可惜了,看著最好惹的人恰恰是最不好惹的,西極的眼睛一下就瞪了起來,嫌棄英語罵人詞彙匱乏,先用漢語罵了一串,然後用英語質問,「什麼玩意兒,你們是什麼東西就按規定攔人,哪裡的規定?我怎麼不知道什麼時候保安還有執法權了!擱這兒哄傻子呢!」
保安一看,居然是個暴躁的刺頭,但也沒把西極看在眼裡,拿出警棍對著西極,「你不要大喊大叫,給我舉起雙手站好!」
周圍的人都聽到動靜,被吸引了目光朝這邊觀望起來。
西極輕蔑地哼笑了一聲,呼吸之間一把抓住保安手裡的警棍往下一拉,膝蓋向上一頂,對方的臉就重重砸在了他的膝蓋上,鼻骨瞬間骨折,血花四濺,然後他抬腿一腳,就把對方踢了出去。
前後不過幾秒鐘,西極就連動作都很鬆弛,就像是在逗人玩兒一樣,但一個保安已經捂著臉倒在地上動彈不得,另一個看得目瞪口呆,渾身僵硬。
他走過去一腳踩住地上那個保安的胸膛,然後對另外一個保安說,「打電話報警。」
那個保安一臉懵逼。
「愣著幹什麼,我把人打了,讓你趕緊打電話報警!」西極「嘖」了一聲,嚇得保安的手機都差點掉在地上。
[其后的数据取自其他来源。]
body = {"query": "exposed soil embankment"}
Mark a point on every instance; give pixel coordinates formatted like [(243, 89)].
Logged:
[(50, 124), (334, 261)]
警察很快趕了過來,先是驅散開了圍在一圈取到了行李還留著看熱鬧的人,然後才過來要解決依然腳踩保安的西極和站在一旁臉色平淡的青梨。
「把腳放開!」一個年輕警察一邊喊一邊就要從腰間拔出手槍,結果後腦被人狠狠拍了一巴掌。
他回頭一看,是他們的隊長,表情嚴肅地警告他,「別拔槍,你不要命了?!」
隊長說完又立馬堆出一臉笑意,朝西極走過去,「韋斯特先生,好久不見,真是抱歉,這幾個人是新來的,不懂規矩,您大人有大量,別和他們一般計較。」
西極抬眼乜斜著看他,只一眼就調取出了關於這個人的記憶,「哦,是你啊,現在到機場這邊來當隊長了?爬得倒是挺快啊。」
「嗐,那件事過去都快五年了,也不算快了。」隊長笑著遞過去一盒煙,「韋斯特先生真是好記性。」
韋斯特是西極的英文名,是他身份證上的名字,關係比較疏遠的人或者明面上的官方,都是這樣叫他的。
「青梨,走了。」西極沒有接他的煙,鬆開腳叫上青梨就往前走了,他們本來就輕裝簡行,除了各自的背包和手裡的20寸小行李箱,也沒有託運別的行李,所以直接入關就行。
隊長賠笑跟著,絲毫沒有被冷待的不悅。
他剛工作的時候被分配到了馬尼拉港那邊,那時候治安比現在還亂,尤其是港口那邊,很多不入流的小幫派會去偷東西或者明目張胆地搶劫,而警察往往消極應對,只要不出人命就行。